Conta de telessaúde após a morte: o que a família deve documentar
Uma conta de telessaúde após a morte pode ser esquecida. Pode ser uma app de videochamadas médicas, um portal hospitalar, um serviço da seguradora, uma plataforma de farmácia ou uma ferramenta de saúde mental. Mesmo assim, pode importar para a herança.
Pode conter resumos de consultas, mensagens, faturas, dados de seguro, cartões guardados, receitas e ligações para um portal de paciente maior. Também pode revelar profissionais que a família desconhecia.
O melhor é incluir a conta no inventário de registos de saúde. Não é uma conta comum para cancelar rapidamente. É uma porta para informação médica, financeira e privada.
Por que merece cuidado
Uma conta de telessaúde pode incluir formulários, diagnósticos, pedidos de exames, encaminhamentos, planos de tratamento e mensagens seguras. Estes dados podem ajudar com faturas finais, seguros, medicamentos e histórico familiar.
Também podem ser sensíveis. Saúde mental, saúde reprodutiva, tratamento de dependência, testes genéticos e doenças crónicas podem aparecer em registos virtuais. Interesse familiar não é o mesmo que autoridade.
HIPAA após a morte
O HHS explica que a proteção HIPAA geralmente continua por 50 anos para informações de saúde protegidas de uma pessoa falecida. Também explica que um representante pessoal pode exercer certos direitos quando age dentro da sua autoridade.

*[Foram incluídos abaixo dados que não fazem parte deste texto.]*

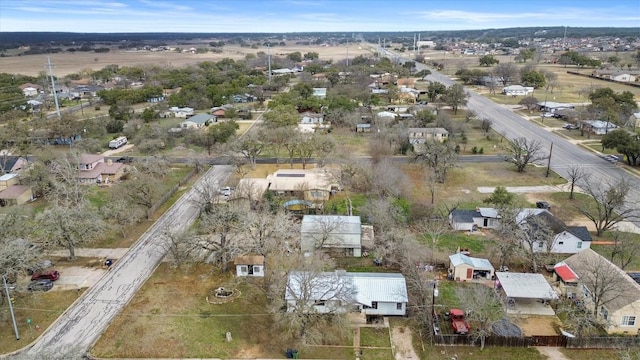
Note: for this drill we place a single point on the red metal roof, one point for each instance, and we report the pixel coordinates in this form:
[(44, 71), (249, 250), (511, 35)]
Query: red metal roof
[(565, 273)]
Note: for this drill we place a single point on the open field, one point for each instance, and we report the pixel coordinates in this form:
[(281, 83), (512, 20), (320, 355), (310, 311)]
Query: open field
[(67, 63)]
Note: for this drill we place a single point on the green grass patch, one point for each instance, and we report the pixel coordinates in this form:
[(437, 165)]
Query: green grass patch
[(377, 337)]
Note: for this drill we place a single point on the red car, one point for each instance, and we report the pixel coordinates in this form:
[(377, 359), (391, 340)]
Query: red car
[(52, 275)]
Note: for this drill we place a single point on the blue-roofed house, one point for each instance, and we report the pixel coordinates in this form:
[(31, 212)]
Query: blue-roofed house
[(372, 294), (466, 268)]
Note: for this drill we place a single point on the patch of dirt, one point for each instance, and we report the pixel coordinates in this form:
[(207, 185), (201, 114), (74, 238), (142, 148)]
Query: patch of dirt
[(538, 325), (402, 341)]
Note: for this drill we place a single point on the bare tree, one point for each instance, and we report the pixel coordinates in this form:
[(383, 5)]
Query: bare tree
[(251, 146), (536, 235), (483, 308), (221, 227), (609, 206), (575, 174), (124, 214), (69, 227), (624, 249), (506, 72), (523, 151), (180, 247), (441, 157)]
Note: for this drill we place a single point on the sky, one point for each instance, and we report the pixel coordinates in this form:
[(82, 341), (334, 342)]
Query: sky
[(286, 16)]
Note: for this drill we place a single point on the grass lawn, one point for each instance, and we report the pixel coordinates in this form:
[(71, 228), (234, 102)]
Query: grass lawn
[(170, 318), (43, 308), (603, 354)]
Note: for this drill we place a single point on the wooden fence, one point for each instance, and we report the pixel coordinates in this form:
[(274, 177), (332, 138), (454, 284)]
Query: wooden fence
[(170, 193)]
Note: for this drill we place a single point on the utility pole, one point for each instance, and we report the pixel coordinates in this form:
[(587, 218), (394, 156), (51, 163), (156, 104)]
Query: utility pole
[(549, 161), (13, 316), (53, 88), (269, 62)]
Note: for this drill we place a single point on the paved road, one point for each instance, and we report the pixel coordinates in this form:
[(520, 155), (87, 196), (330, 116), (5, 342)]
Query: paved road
[(71, 336)]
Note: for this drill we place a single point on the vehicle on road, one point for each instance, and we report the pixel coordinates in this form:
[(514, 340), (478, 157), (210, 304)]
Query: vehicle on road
[(459, 322), (52, 275), (40, 285)]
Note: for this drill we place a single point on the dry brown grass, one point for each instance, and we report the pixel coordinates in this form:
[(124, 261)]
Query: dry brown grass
[(67, 63), (43, 308)]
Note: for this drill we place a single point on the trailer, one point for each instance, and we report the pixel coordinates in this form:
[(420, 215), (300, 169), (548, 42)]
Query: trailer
[(117, 142)]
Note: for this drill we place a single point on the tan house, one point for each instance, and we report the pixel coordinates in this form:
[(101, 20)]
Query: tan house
[(617, 293), (92, 169), (15, 195)]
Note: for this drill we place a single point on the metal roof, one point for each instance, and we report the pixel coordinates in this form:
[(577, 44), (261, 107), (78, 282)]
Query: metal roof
[(525, 285)]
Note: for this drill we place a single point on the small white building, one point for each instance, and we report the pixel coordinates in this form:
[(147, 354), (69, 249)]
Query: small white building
[(249, 265), (331, 232), (372, 294)]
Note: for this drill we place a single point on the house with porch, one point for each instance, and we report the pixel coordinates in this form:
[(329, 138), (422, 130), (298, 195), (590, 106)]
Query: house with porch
[(371, 294), (249, 266), (331, 232), (314, 185)]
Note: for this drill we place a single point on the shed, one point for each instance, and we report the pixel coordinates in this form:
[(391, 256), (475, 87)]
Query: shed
[(249, 265), (464, 268)]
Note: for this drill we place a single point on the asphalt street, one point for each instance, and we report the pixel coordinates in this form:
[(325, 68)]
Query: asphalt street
[(72, 335)]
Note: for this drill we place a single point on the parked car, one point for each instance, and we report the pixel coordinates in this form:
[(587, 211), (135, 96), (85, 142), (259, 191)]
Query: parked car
[(543, 205), (52, 275), (40, 285)]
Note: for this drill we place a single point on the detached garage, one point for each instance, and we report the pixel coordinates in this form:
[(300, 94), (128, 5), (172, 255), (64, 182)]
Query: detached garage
[(466, 268)]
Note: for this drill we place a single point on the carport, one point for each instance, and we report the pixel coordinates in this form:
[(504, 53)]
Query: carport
[(526, 294)]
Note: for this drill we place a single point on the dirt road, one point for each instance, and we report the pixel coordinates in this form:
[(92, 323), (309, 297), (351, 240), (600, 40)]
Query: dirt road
[(81, 325)]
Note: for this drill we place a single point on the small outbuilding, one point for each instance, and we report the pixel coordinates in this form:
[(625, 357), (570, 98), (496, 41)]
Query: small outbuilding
[(466, 268), (249, 265)]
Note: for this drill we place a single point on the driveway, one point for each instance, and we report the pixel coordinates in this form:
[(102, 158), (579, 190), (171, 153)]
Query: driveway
[(71, 336)]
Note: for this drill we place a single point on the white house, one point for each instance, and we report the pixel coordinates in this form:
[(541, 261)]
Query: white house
[(249, 265), (469, 220), (566, 240), (372, 294), (331, 232), (517, 90), (465, 268), (597, 127)]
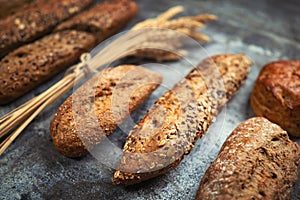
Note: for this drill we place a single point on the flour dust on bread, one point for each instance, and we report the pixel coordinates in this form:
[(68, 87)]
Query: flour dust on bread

Uma palavra-passe, portanto, não é um plano sucessório. Não prova direito de pedir registos, alterar faturação, encerrar serviços ou falar com o fornecedor pela herança.
Criar um inventário
O documento útil é simples. Mostra onde ocorreu o cuidado e quem contactar, sem revelar todos os detalhes clínicos.
Anote fornecedores, apps, URLs de portais, email ou telefone de login, farmácias, seguradoras, medicamentos principais, alergias, métodos de pagamento, acesso delegado e localização dos documentos legais de saúde. Acrescente preferências de privacidade.
Acesso delegado em vez de palavra-passe partilhada
Muitos sistemas permitem acesso de cuidador com login próprio. Isso é mais claro, porque define papel e permissões. Também pode ser ajustado quando muda o cuidador.
Pergunte o que esse acesso inclui: mensagens, notas, faturas, receitas ou videochamadas. Pergunte ainda se continua após a morte ou se será preciso pedir formalmente os registos.
Receitas e faturação
Receitas precisam de revisão separada. Uma consulta virtual pode gerar renovação, alteração de dose ou medicamento controlado. A família deve saber que medicamentos estão em casa e que farmácia mantém os registos.
A faturação pode estar dividida entre fornecedor, seguro, farmácia e cartão de crédito. Procure encargos recentes, pedidos pendentes, cartões guardados, planos recorrentes, copagamentos e reembolsos.
Após a morte
Identifique fornecedor, portal, farmácia e seguradora. Guarde emails, recibos, lembretes, rótulos de medicamentos e faturas. Reúna certidão de óbito e prova de autoridade. Depois contacte registos médicos, privacidade, faturação ou suporte.
Peça apenas documentos necessários para herança, seguro, faturação ou saúde familiar. Registe datas, nomes, formulários e documentos recebidos.
Conclusão
Uma conta de telessaúde após a morte é registo médico, trilho de faturação e conta digital. Um bom plano identifica fornecedores, localiza registos, clarifica autoridade, organiza receitas e respeita a privacidade.